Depicted graphically at the bottom of this page, APM’s Rental Property Management Health Index found that Minneapolis ranks seventh in the nation in terms of income potential for investors in residential rental properties. Minneapolis is a vibrant, prospering city where renters are willing to pay premium prices for sought-after multi-family housing downtown. Suburban communities situated a few minutes away are becoming increasingly popular, with their lower rents for larger quarters.
Despite the continuing recession nationwide, rents are climbing across the board in the “City of Lakes,” according to Brenton Hayden of Minneapolis’ Renters Warehouse: “Some multi-family properties are seeing record rates per square foot,” said Hayden. “As multi-family rates rise, single family residences become more attractive to residents. For example, a condo in downtown Minneapolis might fetch $2 a square foot, while a single family home in a great community minutes from downtown might rent for 90 cents a square foot, less than half the price. As a result, the single family residential market is becoming more and more in demand. “Also, the ‘For Sale’ inventory is near record lows, with around 14,000 homes currently available for sale in Minnesota, down from around 40,000 in 2007,” Hayden reported. “It’s hard to find a good deal on properties for sale, while the rental market is booming. I’m seeing a lot of prospective home buyers going with long term leases as a result.”

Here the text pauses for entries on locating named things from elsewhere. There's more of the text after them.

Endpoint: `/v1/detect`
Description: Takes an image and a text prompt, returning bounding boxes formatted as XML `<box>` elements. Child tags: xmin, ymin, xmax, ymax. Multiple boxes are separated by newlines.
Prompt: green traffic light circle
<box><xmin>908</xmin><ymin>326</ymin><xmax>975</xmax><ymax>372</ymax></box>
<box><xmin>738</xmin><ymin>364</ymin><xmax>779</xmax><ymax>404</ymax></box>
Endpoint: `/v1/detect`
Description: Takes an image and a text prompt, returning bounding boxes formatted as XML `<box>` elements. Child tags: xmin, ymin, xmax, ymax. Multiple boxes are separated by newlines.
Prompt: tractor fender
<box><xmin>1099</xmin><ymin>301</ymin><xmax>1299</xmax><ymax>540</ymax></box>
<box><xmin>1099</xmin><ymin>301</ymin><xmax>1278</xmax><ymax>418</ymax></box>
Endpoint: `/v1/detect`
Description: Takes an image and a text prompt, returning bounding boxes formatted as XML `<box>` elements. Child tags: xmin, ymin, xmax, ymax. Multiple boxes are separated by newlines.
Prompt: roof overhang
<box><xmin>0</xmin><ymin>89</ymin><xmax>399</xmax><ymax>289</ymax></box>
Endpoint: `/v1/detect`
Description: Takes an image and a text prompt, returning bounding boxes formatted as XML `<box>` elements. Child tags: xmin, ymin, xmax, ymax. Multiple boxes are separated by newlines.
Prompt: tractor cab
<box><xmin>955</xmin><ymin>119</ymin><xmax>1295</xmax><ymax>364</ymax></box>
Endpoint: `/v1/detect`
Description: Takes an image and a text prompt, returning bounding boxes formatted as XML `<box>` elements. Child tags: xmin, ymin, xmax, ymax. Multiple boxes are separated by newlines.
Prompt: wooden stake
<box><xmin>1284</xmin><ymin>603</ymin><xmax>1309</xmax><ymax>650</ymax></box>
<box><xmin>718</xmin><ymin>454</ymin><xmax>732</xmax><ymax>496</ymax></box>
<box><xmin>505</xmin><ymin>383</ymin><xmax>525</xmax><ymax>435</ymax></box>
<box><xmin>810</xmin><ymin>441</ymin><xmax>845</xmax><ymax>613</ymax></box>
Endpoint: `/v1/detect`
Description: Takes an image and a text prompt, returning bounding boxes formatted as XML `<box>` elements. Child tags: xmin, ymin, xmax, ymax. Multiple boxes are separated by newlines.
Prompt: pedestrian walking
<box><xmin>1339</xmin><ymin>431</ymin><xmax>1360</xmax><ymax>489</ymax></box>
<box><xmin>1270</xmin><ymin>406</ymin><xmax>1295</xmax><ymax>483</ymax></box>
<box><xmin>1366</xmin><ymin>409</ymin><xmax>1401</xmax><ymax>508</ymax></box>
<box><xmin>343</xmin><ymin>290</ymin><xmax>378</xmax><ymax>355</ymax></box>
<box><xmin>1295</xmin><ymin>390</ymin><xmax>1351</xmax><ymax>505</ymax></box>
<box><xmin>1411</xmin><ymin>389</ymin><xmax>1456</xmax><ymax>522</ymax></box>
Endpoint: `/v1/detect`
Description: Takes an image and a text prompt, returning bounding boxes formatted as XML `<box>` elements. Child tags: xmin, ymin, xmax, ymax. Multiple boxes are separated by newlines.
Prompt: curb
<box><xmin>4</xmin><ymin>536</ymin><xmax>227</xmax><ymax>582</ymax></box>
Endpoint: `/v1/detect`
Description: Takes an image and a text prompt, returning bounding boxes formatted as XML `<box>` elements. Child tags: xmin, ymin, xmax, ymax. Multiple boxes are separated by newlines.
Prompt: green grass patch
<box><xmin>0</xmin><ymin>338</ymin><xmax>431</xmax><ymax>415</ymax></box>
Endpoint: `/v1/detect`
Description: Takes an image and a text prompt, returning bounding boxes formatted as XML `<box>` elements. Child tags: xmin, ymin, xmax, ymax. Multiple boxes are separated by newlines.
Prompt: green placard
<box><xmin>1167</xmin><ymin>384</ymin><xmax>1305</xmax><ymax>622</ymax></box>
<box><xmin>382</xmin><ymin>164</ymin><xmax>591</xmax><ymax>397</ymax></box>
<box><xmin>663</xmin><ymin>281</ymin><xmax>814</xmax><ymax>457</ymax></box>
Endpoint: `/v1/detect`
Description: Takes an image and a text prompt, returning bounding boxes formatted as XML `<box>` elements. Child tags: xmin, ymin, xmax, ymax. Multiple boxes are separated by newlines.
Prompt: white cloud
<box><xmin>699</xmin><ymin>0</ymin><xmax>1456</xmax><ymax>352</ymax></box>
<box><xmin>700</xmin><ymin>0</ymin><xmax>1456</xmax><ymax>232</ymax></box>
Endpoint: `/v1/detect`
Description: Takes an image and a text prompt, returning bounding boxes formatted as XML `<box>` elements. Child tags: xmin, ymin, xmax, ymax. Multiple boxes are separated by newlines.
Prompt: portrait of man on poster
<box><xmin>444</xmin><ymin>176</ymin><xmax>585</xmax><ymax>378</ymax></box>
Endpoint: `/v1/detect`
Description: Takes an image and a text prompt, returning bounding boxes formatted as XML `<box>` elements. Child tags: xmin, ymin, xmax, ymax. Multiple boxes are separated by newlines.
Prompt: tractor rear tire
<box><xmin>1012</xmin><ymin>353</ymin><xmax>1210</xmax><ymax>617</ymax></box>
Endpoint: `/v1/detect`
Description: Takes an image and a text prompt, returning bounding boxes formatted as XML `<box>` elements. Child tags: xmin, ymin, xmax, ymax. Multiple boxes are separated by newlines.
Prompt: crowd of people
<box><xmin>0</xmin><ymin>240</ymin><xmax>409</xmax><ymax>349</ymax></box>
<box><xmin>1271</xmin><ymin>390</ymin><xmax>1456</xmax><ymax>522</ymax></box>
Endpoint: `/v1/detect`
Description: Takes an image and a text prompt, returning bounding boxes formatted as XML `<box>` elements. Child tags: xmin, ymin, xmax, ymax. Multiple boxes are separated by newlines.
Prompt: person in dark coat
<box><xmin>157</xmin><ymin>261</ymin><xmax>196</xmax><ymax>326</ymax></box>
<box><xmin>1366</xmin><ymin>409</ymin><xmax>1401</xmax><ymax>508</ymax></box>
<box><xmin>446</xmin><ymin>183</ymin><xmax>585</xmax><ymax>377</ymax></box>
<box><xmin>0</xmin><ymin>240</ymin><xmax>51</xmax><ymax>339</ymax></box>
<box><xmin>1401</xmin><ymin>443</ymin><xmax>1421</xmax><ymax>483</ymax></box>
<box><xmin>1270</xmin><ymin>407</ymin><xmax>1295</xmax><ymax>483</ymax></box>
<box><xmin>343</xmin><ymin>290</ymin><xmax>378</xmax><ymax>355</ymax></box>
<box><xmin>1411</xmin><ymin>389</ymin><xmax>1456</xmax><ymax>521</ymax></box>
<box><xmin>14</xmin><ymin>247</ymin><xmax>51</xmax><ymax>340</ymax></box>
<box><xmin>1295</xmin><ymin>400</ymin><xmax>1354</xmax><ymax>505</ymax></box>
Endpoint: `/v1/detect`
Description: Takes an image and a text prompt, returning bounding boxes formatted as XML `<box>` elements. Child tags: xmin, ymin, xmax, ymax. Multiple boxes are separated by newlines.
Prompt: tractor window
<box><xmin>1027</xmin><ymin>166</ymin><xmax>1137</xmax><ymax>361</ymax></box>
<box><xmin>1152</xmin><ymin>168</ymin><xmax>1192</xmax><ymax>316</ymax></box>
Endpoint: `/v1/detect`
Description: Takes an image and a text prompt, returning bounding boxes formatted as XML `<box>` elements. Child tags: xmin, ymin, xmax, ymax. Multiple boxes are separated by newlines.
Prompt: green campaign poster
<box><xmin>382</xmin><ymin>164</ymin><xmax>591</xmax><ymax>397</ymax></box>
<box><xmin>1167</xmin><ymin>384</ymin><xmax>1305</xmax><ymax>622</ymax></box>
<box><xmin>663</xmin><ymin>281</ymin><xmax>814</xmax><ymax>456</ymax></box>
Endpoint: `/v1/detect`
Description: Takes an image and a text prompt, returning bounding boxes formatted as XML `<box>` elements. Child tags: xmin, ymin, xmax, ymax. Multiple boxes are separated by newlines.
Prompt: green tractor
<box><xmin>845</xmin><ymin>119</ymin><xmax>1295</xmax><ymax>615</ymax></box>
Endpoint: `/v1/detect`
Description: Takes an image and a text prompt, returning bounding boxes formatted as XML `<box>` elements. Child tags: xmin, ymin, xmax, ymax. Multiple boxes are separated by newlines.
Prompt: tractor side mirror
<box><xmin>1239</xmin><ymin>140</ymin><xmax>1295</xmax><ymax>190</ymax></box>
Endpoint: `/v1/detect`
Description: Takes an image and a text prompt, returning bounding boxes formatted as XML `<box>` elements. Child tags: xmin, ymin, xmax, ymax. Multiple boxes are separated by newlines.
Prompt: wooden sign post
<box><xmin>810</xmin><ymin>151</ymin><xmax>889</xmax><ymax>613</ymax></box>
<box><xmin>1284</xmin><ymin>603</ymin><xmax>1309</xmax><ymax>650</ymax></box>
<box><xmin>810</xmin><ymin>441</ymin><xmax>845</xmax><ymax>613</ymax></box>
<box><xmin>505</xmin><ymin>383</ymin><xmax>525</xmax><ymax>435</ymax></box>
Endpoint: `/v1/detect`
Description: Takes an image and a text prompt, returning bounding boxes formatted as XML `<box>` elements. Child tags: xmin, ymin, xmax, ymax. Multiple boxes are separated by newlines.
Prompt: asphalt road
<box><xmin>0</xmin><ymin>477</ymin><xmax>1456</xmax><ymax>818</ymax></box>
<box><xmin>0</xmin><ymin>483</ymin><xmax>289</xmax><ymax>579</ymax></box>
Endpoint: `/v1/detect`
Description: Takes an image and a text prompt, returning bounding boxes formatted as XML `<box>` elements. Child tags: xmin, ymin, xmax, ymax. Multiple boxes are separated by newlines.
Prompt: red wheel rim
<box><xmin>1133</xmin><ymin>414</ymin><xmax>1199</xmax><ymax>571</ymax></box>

APM’s Rental Property Management Health Index provides essential information to help investors assess the long-term value of rental properties nationwide, according to Steve Cook, award winning real estate journalist and co-publisher of Real Estate Economy Watch.
“Not only does the Rental Property Management Health Index offer investors a quick, comprehensive grasp of the current rental market on a national scale, it provides the type of data that should be most important from a business standpoint, like yearly rent variances and a particular city’s urban development trends,” said Cook. “While other tools may show near term-deals on distress sales, the APM Health Index educates investors on the potential wisdom of investing in any given market for the long term, regardless of temporary price discounts or short-term market trends.”
APM’s new index provides a holistic view to aid potential investors in deciding where to purchase a profitable rental property. Research indicates 65 percent of individual investors plan to purchase additional properties in the coming year, and Wall Street firms have amassed more than $10 billion to invest in an institutional asset class.
“As investors look to explore new markets, get out of current markets, or double down, the data from this index will allow them to compare various factors and weigh which ones matter most to them,” said APM CEO Reggie Brown. “Good information is essential for a wise investment, regardless of the investor’s size.”
Founded in 2004, Seattle-based All Property Management, is the largest online network of property management services, connecting tens of thousands of property owners with thousands of licensed property managers across North America each year. All Property Management allows property owners to maximize rental investments by connecting them with professional property managers who can meet their specific property needs, from single family home rentals to multi-unit apartment complexes and homeowners’ associations.